Extremely Low-Resource Neural Machine Translation: A Case Study of Cantonese

Result | Data | Parallel Sentence Mining | Model Training

This repo provides the implentation scripts in the project, as well as the synthetic data generated via bitext mining. You can find the paper here.

The development of NLP applications for Cantonese, a language with over 85 million speakers, is lagging compared to other languages with a similar number of speakers. This project is, to my best knowledge, the first benchmark of multiple neural machine translation (NMT) systems of Cantonese. Secondly, I performed parallel sentence mining as data augmentation for the extremely low resource language pair (Cantonese-Mandarin) and increased the number of sentence pairs by 3480% (1,002 to 35,877). Results show that with the parallel sentence mining technique, the best performing model (BPE-level bidirectional LSTM) scored 11.98 BLEU better than the vanilla baseline and 9.93 BLEU higher than my strong baseline. Thirdly, I evaluated the quality of the translated texts using modern texts and historical texts to investigate the models' ability to translate historical texts. Finally, I provide the first large-scale parallel training dataset of the language pair (post-sentence mining) as well as an evaluation dataset comprising Cantonese, Mandarin, and Literary Chinese for future research.
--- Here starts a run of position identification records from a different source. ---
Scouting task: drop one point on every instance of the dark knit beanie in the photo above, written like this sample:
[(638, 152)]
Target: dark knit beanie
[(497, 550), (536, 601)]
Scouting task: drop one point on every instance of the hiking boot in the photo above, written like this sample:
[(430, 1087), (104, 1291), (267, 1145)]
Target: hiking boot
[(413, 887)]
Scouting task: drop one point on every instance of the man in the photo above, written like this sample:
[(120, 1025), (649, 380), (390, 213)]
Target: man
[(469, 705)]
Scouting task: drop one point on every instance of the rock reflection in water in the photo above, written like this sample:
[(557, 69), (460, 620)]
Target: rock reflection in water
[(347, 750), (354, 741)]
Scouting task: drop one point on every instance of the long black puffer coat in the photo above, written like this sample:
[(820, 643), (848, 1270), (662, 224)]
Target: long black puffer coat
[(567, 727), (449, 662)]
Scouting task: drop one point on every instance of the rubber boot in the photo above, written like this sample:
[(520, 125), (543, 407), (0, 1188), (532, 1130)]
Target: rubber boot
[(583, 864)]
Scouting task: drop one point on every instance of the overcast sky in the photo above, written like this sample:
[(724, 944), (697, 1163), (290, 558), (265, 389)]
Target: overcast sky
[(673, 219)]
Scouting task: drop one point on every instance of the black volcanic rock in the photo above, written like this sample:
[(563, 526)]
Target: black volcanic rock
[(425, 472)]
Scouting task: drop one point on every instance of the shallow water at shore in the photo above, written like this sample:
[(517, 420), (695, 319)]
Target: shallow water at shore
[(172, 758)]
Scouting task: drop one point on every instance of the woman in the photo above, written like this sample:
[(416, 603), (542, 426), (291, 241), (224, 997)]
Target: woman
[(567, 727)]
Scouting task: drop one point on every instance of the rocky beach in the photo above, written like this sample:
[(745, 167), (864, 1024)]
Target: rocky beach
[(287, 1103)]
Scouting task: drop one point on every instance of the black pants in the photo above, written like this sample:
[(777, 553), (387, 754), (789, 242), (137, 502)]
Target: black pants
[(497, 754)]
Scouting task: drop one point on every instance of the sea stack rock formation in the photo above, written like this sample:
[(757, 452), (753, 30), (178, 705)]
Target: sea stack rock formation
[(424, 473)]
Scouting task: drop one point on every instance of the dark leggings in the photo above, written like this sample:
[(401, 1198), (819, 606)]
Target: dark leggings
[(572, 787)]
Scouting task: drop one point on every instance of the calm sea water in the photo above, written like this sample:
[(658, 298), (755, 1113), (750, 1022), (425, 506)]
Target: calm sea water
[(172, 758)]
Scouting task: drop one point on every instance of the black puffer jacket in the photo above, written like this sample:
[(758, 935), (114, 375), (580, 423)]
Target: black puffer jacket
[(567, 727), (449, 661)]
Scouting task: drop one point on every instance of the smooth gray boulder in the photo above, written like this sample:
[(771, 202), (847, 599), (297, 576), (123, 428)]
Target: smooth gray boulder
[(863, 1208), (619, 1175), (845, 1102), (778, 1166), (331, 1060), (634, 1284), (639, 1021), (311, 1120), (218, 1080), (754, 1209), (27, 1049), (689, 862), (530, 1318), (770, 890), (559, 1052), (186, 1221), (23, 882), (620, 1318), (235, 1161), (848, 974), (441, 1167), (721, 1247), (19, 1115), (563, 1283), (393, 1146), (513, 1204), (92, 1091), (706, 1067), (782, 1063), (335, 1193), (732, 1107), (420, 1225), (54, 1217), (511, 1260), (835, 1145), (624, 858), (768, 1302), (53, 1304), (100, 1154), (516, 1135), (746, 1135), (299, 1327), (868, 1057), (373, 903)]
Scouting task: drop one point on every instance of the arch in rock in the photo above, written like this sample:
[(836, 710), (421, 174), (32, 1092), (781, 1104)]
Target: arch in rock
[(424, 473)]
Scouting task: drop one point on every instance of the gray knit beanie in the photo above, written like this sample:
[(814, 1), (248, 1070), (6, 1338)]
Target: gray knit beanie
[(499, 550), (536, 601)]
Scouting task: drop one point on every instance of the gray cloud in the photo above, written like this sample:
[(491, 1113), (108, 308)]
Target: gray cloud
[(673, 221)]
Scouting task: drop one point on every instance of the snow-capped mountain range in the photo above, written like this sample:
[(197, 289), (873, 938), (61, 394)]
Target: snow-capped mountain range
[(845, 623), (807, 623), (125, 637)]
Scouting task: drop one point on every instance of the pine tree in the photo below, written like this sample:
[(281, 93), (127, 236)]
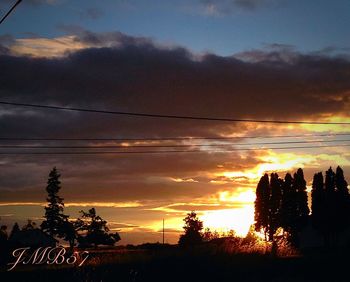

Key implementations in the project

Data augumentation via Parallel Sentence Mining (PSM)
NMT models training
1. Bidirectional LSTM (BiLSTM) MT
  - word represenation
  - BPE represenation (highest BLEU score)
2. Transoformer MT
  - word represenation
  - BPE represenation (best translation quality)
3. Unsupervised NMT via Language Model Pre-training and Transfer Learning

*Note: The script of finetuning mBART can be found here; however it should be noted that this approach failed to perform on the unseen language (Cantonese) and resulted in a 0 BLEU score.

Result

Model	SacreBLEU
BiLSTM (Vanilla baseline)	1.24
BiLSTM_t (Strong baseline)	3.29
BiLSTM_t +PSM	12.37
BiLSTM_bpe +PSM	13.22
Transformer_word +PSM	3.56
Transformer_bpe +PSM	11.66
RELM_adap + PSM	1.85

Pretrained models

Parallel Sentence Mining

The scripts for Parallel Sentence Mining (PSM) (also known as bitext mining) can be found here. It will perform PSM from Wikipedia backup files, concatenate the UD data & the synthetic dataset, and finally generate a pickle file of the combined dataset.

Data

Model	Data	Size (Sentence pair)	Ratio (Train/Validation/Test)
Baseline	Cantonese and Mandarin Chinese Parallel Corpus (UD)	1,002	80/10/10
Experimental models	UD+PSM	35,877	68/15/17

NMT Model Training

Preliminary

Clone current repo

git clone https://github.com/evelynkyl/yue_nmt

Split data into training, evaluation, and test sets

mkdir /yue_nmt/bitext_mining/data/bitext_and_ud/split
python3 split_data.py

Install dependencies for model training

# apex (for fp16 training)
git clone https://github.com/NVIDIA/apex
cd apex
pip install -v --disable-pip-version-check --no-cache-dir ./
cd ~

# faiseq (for machine translation)
git clone https://github.com/pytorch/fairseq
cd fairseq
pip install --editable ./
cd ~

*Note: It is HIGHLY recommended to use half precision (using Apex) by simply adding --fp16 True --amp 1 flags to each running command. Without it, you might run out of memory.

Implentation

BiLSTM or Transformer (via JoeyNMT)

Scripts of the model parameters can be found in /yue_nmt/scripts/training. To train a model, run the command below

python3 -m joeynmt train {config.yaml}

Unsupervised NMT by Transfer Learning (via RELM)

Please refer to UNMT_via_RELM.

Evaluation

BiLSTM or Transformer (via JoeyNMT)

Perform evaluation of the model on the test set. This will return the sacrebleu score on the validation and test set based on the highest validation score the model got during training.

python3 -m joeynmt test {modelname_config.yaml} --output_path /yue_nmt/models/modelname_predictions

Inference

BiLSTM or Transformer (via JoeyNMT)

# file translation
python3 -m joeynmt translate {modelname_config.yaml} < literary_goldref_zh_bpe.txt --output_path eval_literary_translated_yue.txt

License

Yue_NMT is BSD-licensed, as found in the LICENSE file in the root directory of this source tree.

Acknowledgement

The UD dataset is downloaded from UD Cantonese based on the Universal Dependecies Project.
The Literary-Modern Chinese evaluation dataset is manually translated based on Ancient-Modern Chinese Translation with a New Large Training Dataset.
Our code of bitext mining is based on LASER.
Our code of unsupverised NMT (RELM) is based on RELM.
We used the awesome JoeyNMT for training some of the NMT models. We thank the authors for sharing their great work.